Optimal Best-arm Identification in Linear Bandits
This work addresses a core challenge in bandit optimization for decision-making systems, offering a more efficient solution with theoretical guarantees, though it appears incremental in improving upon prior strategies.
The paper tackles the problem of best-arm identification in stochastic linear bandits with fixed confidence, aiming to minimize sampling budget while ensuring certainty, and presents an algorithm that matches known lower bounds in complexity and outperforms existing methods in experiments.
We study the problem of best-arm identification with fixed confidence in stochastic linear bandits.
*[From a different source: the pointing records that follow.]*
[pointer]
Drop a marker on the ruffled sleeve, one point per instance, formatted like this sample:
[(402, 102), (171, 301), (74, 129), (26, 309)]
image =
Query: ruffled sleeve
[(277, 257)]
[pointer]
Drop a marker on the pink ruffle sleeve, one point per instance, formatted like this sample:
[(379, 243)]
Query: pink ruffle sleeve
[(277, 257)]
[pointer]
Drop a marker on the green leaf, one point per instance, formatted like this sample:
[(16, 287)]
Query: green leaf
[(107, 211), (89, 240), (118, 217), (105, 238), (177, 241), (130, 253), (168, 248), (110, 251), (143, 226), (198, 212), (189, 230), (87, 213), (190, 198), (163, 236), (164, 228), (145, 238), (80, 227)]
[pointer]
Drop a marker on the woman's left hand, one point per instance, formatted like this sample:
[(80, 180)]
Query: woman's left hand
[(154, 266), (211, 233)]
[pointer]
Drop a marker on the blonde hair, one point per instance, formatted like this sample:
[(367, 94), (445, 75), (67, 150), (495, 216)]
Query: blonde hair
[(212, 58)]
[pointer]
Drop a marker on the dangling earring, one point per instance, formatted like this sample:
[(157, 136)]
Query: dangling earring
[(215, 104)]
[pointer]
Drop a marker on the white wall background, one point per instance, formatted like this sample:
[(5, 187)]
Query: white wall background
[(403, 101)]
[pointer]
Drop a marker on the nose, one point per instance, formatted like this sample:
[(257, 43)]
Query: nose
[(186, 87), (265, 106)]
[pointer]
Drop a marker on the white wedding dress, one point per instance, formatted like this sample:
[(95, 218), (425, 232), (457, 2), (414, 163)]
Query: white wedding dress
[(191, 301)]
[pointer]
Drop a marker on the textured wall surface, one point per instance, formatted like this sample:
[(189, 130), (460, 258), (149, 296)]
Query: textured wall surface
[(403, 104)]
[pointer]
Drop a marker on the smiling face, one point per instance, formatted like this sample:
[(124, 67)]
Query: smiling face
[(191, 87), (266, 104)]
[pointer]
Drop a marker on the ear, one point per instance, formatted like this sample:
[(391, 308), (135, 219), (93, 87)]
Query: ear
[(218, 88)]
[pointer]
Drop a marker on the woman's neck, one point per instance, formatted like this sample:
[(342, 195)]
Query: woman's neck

The objective is to identify the best arm with a given level of certainty while minimizing the sampling budget. We devise a simple algorithm whose sampling complexity matches known instance-specific lower bounds, asymptotically almost surely and in expectation. The algorithm relies on an arm sampling rule that tracks an optimal proportion of arm draws, and that remarkably can be updated as rarely as we wish, without compromising its theoretical guarantees. Moreover, unlike existing best-arm identification strategies, our algorithm uses a stopping rule that does not depend on the number of arms. Experimental results suggest that our algorithm significantly outperforms existing algorithms. The paper further provides a first analysis of the best-arm identification problem in linear bandits with a continuous set of arms.